I have been wanting to make this recipe for a while now and was searching for a good recipe to play with when I came across this recipe from Sanjeev Kapoor’s website. I mostly adhered to his recipe, but to make it healthier, omited khoya or dried evaporated milk solids and fresh cream, but instead used a low fat home made yoghurt to replace the cream.

Veg Jaipuri
Ingredients:
- 2 cup chopped mixed vegetables (I used cauliflowers, potatoes, frozen peas, french beans and green bell peppers, but you can use others also to give it more colour)
- 1 cup frozen paneer
- 3 tbsp ghee
- 1 tbsp coriander seeds
- 6-8 cashew nuts
- 4 green chillies
- a few strands saffron
- 3 medium sized onions, chopped finely
- 5-6 pods garlic
- 1 inch piece of ginger
- 2-3 large tomatoes, chopped finely
- 1/2 cup beaten plain yoghurt
- 1/2 tsp garam masala powder
- 1 tbsp raisins
- Salt to taste
- 2 tbsp finely chopped coriander leaves
Method:
- Chop the vegetables into bit sized pieces.
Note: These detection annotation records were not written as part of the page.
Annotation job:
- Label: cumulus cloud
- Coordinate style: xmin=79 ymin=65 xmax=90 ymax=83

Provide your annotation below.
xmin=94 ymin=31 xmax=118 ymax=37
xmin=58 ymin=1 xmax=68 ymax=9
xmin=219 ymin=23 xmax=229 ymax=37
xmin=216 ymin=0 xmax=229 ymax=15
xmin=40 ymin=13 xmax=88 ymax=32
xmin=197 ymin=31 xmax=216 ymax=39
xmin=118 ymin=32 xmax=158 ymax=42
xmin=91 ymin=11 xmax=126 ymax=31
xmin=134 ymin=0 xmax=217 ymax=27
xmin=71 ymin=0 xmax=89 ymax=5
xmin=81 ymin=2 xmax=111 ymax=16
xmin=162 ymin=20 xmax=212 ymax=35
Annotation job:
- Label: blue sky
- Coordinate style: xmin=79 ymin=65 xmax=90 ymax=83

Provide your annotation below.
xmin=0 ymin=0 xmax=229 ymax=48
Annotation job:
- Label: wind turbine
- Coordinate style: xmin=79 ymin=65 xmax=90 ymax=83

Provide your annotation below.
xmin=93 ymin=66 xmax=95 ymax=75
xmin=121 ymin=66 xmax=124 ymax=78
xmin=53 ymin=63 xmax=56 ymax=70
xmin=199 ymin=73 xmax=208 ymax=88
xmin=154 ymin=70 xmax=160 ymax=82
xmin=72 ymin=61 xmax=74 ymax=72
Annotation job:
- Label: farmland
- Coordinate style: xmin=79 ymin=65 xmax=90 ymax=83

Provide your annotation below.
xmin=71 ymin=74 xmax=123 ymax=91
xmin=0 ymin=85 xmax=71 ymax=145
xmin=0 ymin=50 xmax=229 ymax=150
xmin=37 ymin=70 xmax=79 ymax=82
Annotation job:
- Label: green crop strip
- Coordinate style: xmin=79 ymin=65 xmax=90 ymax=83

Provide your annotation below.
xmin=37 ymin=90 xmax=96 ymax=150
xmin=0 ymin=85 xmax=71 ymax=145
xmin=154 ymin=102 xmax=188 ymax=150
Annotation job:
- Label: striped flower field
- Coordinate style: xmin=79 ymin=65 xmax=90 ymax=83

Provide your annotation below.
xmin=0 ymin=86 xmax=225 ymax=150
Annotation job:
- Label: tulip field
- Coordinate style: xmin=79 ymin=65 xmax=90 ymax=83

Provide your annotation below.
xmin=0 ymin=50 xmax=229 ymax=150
Soak the paneer in hot water for 20-30 minutes, then chop them into bit sized pieces and keep aside.
- Heat a pan and when warm, add one tbsp ghee and sauté the coriander seeds, cashewnuts and green chilliesfor two minutes. Grind all of this with saffron into a smooth paste.
- In another smaller blender, blend together the ginger and garlic into a smooth paste and keep aside.
- Heat the remaining ghee in a pan. Sauté the onions till they turn translucent. Add the the ginger-garlic paste and stir for a few minutes till they turn light golden in colour. Add tomatoes and garam masala powder and cook till the tomatoes are pulpy.
- Add the chopped vegetables, salt, the ground paste, raisins and one cup of water and simmer for five to seven minutes.
- When almost done, add the beaten yoghurt and the paneer and let it come to a slow simmer. Simmer for 2 minutes and switch off the gas.
- Garnish with coriander leaves and serve hot with any Indian bread or rice.